Richner was working as a doctor in the kingdom in 1975 when the genocidal Khmer Rouge seized power. He was invited back in 1991 by then-King Norodom Sihanouk to rebuild Phnom Penh's Kantha Bopha I hospital. For years he has been critical of the corruption and small salaries paid to health workers, refusing to work directly with the ministry of health and also arguing that the UN's grassroots approach will not work while salaries are low. Richner, who was named Swiss of the Year 2002, concedes that primary health care work is needed. "Of course it's important, but you must create facilities and the facilities must have people who are working. These health centres do not work because there are no people inside, because they have no salaries," he says.

Prime Minister Hun Sen, who has declared a war on the rampant corruption right across government and described the hospitals as models for the country, will this year hand the doctor 1.6 million dollars, bypassing the ministry. "Without our system, he knows 60,000 children will die. So he knows about this corruption and that's why he gives directly to us," Richner says.

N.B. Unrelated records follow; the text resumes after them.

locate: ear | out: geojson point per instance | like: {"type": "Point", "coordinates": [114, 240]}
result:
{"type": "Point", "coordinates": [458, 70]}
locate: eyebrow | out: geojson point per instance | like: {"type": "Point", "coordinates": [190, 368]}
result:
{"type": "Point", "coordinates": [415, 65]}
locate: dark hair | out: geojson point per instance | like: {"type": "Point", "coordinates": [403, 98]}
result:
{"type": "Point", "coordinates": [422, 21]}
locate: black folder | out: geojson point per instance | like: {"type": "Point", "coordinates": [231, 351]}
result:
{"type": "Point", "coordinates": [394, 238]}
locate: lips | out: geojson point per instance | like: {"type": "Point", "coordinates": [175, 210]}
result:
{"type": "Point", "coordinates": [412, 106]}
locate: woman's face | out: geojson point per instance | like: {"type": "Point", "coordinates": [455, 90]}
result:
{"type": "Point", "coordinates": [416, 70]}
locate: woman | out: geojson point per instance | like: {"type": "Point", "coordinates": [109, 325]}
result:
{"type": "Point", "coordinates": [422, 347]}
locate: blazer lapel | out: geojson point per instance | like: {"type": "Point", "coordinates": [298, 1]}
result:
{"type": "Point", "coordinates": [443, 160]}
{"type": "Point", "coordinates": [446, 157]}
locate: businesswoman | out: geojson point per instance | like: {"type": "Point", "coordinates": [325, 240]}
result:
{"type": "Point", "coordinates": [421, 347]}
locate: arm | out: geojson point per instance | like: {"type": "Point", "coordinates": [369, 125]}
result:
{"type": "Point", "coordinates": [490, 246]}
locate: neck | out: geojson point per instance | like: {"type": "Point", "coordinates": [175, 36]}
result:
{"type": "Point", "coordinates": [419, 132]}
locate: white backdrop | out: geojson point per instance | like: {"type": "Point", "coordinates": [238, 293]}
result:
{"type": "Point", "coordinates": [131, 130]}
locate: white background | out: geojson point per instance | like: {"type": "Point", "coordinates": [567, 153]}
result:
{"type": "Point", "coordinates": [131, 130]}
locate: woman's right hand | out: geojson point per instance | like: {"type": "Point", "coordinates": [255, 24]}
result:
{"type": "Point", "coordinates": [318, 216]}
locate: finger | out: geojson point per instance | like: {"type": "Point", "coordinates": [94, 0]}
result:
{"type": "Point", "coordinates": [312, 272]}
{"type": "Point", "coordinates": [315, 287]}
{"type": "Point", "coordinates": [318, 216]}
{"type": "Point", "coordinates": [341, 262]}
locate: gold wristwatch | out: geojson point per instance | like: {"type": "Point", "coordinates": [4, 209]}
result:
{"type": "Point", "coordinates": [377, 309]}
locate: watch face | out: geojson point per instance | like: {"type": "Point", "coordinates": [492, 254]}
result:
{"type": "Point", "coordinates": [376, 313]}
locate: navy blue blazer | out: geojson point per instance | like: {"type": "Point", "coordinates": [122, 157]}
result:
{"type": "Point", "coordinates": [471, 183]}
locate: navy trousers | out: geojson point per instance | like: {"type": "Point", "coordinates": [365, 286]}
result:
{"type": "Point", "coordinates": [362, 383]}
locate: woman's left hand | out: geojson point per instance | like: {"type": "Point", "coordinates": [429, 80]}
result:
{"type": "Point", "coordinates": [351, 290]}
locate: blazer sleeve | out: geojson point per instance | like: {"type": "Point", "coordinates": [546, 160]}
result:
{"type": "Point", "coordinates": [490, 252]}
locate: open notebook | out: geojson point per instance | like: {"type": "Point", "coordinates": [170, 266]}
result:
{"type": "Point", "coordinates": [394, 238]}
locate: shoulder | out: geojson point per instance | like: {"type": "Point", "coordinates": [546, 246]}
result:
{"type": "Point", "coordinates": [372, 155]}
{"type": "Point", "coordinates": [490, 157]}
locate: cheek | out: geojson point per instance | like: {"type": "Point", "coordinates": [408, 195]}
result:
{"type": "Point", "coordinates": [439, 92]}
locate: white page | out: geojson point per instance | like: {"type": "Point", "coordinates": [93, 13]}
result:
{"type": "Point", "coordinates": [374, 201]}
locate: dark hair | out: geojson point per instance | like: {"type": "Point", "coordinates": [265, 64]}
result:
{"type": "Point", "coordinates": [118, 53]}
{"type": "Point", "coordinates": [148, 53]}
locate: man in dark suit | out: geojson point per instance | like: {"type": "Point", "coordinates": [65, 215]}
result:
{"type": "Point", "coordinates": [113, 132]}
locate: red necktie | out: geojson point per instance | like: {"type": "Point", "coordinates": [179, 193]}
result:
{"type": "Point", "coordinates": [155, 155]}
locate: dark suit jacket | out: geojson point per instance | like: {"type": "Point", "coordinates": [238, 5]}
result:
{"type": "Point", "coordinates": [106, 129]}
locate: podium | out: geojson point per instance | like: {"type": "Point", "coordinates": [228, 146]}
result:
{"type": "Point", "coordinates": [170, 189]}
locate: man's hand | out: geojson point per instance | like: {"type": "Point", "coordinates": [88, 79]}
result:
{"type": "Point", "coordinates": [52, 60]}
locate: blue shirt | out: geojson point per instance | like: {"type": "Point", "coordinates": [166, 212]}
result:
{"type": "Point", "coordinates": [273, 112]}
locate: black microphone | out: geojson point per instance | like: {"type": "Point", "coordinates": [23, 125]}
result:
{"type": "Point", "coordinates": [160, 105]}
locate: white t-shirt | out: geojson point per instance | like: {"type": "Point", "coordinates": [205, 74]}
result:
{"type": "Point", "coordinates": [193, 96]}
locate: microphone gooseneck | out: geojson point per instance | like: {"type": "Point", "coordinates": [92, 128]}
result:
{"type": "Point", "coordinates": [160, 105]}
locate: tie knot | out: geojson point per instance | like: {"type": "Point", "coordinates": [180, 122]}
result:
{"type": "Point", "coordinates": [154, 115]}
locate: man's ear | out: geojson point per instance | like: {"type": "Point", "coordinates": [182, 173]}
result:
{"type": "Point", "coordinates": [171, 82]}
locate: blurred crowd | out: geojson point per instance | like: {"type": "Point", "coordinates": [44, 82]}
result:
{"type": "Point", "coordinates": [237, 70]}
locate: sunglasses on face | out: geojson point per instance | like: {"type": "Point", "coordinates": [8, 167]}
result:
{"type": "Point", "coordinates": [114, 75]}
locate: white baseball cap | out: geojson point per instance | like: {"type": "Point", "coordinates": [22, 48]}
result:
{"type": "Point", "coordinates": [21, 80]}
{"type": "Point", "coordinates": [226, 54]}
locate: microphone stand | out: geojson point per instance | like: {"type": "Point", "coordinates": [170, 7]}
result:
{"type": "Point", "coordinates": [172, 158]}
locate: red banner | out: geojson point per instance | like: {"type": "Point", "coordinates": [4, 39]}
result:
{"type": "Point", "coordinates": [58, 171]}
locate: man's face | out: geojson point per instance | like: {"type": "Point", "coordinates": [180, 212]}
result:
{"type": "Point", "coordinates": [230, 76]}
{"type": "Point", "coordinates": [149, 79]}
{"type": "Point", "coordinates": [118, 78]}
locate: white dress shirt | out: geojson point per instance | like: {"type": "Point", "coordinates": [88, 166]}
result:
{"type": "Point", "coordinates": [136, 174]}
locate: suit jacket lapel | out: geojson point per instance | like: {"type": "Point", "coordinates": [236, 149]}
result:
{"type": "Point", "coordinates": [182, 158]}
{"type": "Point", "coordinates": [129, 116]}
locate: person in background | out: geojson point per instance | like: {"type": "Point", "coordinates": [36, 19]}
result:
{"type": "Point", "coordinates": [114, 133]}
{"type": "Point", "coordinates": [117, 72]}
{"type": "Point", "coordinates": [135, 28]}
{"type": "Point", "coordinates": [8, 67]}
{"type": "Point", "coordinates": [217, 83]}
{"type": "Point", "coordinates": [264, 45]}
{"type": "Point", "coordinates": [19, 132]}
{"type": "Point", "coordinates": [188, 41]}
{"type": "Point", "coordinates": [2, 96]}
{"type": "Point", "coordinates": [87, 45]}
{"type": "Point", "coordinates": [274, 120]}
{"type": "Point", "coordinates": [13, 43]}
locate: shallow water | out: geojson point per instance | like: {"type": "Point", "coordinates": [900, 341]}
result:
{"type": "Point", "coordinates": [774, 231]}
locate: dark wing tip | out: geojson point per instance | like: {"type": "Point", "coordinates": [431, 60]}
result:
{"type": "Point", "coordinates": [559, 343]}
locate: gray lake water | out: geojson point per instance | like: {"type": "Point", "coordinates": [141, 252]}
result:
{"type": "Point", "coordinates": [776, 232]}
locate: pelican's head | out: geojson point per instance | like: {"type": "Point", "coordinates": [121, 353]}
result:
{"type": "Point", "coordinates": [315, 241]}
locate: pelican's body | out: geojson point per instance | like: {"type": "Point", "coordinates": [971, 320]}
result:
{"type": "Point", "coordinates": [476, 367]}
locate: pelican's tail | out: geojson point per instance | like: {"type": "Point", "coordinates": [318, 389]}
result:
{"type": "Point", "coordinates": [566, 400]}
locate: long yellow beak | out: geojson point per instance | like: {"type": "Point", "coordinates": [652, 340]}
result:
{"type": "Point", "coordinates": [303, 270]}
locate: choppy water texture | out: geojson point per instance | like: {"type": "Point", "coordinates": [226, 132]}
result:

The government gave 300,000 dollars a year for two years prior to that. "My worry now is still the money. This is not sustainable." Richner will head to New York soon, hoping that his cello-playing and intensive public relations will raise enough to cover running costs for the next decade. "Then I hope that the economic situation in Cambodia will be better and then all these hospitals can have this level that we have."